Eighth ISCA Workshop on Speech Synthesis
Barcelona, Catalonia, Spain
When using data retrieved from the internet to create new speech databases, the recording conditions can often be highly variable within and between sessions. This variance influences the overall performance of any automatic speech and text alignment techniques used to process this data. In this paper we discuss the use of speaker adaptation methods to address this issue. Starting from a baseline system for automatic sentence-level segmentation and speech and text alignment based on GMMs and grapheme HMMs, respectively, we employ Maximum A Posteriori (MAP) and Constrained Maximum Likelihood Linear Regression (CMLLR) techniques to model the variation in the data in order to increase the amount of confidently aligned speech. We tested 29 different scenarios, which include reverberation, 8 talker babble noise and white noise, each in various combinations and SNRs.

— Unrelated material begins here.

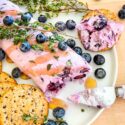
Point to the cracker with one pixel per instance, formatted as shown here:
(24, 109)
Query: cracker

Results show that the MAP-based segmentations performance is very much influenced by the noise type, as well as the presence or absence of reverberation. On the other hand, the CMLLR adaptation of the acoustic models gives an average 20% increase in the aligned data percentage for the majority of the studied scenarios. Index Terms: speech alignment, speech segmentation, adaptive training, CMLLR, MAP, VAD
Bibliographic reference. Mamiya, Yoshitaka / Stan, Adriana / Yamagishi, Junichi / Bell, Peter / Watts, Oliver / Clark, Robert A. J. / King, Simon (2013): "Using adaptation to improve speech transcription alignment in noisy and reverberant environments", In SSW8, 41-46.